Saturday, January 15, 2011

Thinking in Essentials: Huck Finn

So some PC twats have determined that an original work of art by Mark Twain is suitable material for "sanitization." Now, how much of the national discussion has centered around the very premise of this sanitization vis a vis respect for the integrity of an artwork?

All I've seen is debate over a less essential, less fundamental issue: how we should treat the term "nigger" in today's culture. Surely we don't solve that problem by going around and censoring "offending" works of art, do we? (It's not hard to imagine how, if anything, this censorship would only add to the country's racial problems. That's if you take a long-term view of these things, rather than a pragmatistic "quick fix" approach which is all these PC fucks ever know.) And where is the uproar about censoring works of art, which should be the immediate sense-of-life issue involved? WTF? What have we as a country come to, that this is even a subject of reasoned debate and discussion?

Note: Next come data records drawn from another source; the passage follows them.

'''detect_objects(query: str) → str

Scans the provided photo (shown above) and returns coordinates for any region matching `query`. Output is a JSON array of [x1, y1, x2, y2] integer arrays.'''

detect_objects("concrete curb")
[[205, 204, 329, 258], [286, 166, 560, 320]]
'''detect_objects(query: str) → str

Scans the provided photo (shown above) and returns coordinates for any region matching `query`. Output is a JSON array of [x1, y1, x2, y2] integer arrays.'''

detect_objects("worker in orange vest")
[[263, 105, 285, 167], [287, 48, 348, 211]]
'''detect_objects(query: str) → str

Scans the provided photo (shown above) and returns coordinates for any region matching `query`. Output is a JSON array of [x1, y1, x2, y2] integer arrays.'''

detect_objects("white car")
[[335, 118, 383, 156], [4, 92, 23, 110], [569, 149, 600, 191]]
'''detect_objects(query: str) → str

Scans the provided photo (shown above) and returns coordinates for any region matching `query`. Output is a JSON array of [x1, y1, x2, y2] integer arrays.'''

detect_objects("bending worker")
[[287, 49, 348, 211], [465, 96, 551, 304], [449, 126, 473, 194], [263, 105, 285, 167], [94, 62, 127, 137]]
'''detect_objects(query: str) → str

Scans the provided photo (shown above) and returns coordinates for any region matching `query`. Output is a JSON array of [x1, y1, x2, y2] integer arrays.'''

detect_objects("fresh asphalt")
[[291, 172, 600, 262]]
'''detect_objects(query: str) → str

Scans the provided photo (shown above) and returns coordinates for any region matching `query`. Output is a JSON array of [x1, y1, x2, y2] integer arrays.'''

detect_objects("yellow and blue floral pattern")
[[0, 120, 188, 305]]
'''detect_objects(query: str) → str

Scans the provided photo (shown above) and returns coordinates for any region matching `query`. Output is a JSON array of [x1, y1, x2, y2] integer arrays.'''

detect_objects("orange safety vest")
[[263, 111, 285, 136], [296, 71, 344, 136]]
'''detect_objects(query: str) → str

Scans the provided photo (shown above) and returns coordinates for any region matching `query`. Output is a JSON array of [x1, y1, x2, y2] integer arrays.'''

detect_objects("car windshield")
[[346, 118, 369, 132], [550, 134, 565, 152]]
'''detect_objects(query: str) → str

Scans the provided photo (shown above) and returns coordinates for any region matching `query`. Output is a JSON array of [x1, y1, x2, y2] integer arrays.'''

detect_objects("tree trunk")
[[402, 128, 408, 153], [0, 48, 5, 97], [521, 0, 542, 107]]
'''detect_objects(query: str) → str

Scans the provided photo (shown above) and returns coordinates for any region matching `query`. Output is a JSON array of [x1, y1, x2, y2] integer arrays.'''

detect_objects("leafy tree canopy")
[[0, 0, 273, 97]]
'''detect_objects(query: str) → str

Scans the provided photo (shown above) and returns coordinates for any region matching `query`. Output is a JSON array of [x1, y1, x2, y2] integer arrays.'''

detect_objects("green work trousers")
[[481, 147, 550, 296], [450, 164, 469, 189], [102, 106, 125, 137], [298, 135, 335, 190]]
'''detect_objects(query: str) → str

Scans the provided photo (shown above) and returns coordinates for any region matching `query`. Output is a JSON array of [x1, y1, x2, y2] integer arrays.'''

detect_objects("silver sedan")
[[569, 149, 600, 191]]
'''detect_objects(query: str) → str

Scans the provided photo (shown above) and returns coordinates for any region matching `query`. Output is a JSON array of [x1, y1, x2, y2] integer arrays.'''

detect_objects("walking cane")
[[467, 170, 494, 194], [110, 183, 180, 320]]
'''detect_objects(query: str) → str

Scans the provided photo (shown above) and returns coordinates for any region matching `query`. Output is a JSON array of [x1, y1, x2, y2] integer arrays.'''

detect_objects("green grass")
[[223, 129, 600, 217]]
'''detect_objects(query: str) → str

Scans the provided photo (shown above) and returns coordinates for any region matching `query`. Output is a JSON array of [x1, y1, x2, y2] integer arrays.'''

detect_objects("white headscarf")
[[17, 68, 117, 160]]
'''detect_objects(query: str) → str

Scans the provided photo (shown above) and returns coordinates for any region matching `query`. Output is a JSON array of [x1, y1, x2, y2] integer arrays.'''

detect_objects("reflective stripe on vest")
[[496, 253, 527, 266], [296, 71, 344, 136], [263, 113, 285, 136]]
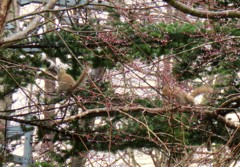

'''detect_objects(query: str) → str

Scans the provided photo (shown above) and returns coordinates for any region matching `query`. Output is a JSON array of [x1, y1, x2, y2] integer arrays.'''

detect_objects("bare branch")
[[163, 0, 240, 19], [1, 0, 57, 47]]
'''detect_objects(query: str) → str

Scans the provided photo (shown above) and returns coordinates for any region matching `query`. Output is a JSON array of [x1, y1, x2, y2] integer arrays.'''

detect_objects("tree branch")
[[163, 0, 240, 19], [0, 0, 57, 47]]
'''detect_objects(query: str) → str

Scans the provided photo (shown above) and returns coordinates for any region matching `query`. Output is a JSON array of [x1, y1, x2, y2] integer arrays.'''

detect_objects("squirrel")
[[162, 86, 213, 105], [57, 68, 87, 93]]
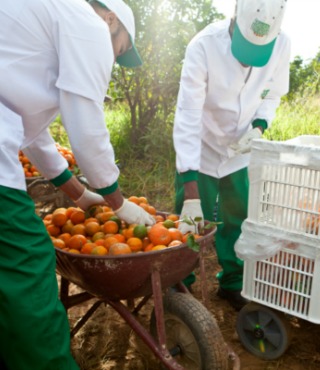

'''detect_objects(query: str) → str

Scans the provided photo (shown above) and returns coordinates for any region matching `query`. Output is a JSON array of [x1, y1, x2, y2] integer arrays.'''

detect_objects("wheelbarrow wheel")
[[150, 292, 228, 370], [236, 302, 291, 360]]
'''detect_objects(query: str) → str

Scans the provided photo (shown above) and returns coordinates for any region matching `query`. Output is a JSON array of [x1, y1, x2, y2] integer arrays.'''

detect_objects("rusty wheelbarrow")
[[56, 227, 234, 370]]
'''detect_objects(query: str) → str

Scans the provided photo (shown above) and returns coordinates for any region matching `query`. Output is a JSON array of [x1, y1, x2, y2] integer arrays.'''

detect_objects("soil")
[[62, 244, 320, 370]]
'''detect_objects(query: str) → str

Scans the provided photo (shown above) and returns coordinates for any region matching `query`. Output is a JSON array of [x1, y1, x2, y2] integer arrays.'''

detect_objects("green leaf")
[[187, 234, 200, 252], [204, 221, 223, 229], [194, 217, 202, 222]]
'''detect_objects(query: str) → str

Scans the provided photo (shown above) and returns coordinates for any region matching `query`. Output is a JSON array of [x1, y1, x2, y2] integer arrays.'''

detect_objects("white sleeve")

The essential here: reject "sanitizing"-censorship outright, as a corruption through and through. If the PC shits can't even get that right, how can we expect them to get the daunting matter of race relations in this country right? Failing to respect an artwork reflects so deep and fundamental a cognitive failing that we have to address that failing before we ever get to the issue of race relations. The nature of the cognitive hierarchy and cognitive integration demands it.

Jeezus Effing C, people.

(Thanks a lot again, modern philosophy.)

[ADDENDUM: Yes, I'm aware of how Rand used the term "censorship," as "pertaining only to government action." Her definition has hardly ever sat well with me, as we still need a term to cover any act of stifling freedom of expression. The term "self-censorship" does make sense. Rand was, however, making the obviously useful distinction between acts of government and acts of private parties - one that the leftist PC-fuck types run roughshod over on the premise that private capitalistic activities can be oppressive. A relevant factor from the standpoint of force and legality, in this instance, is that we're dealing with a public-domain work, so the issue has to do with respecting artistic expression in a more general sense.]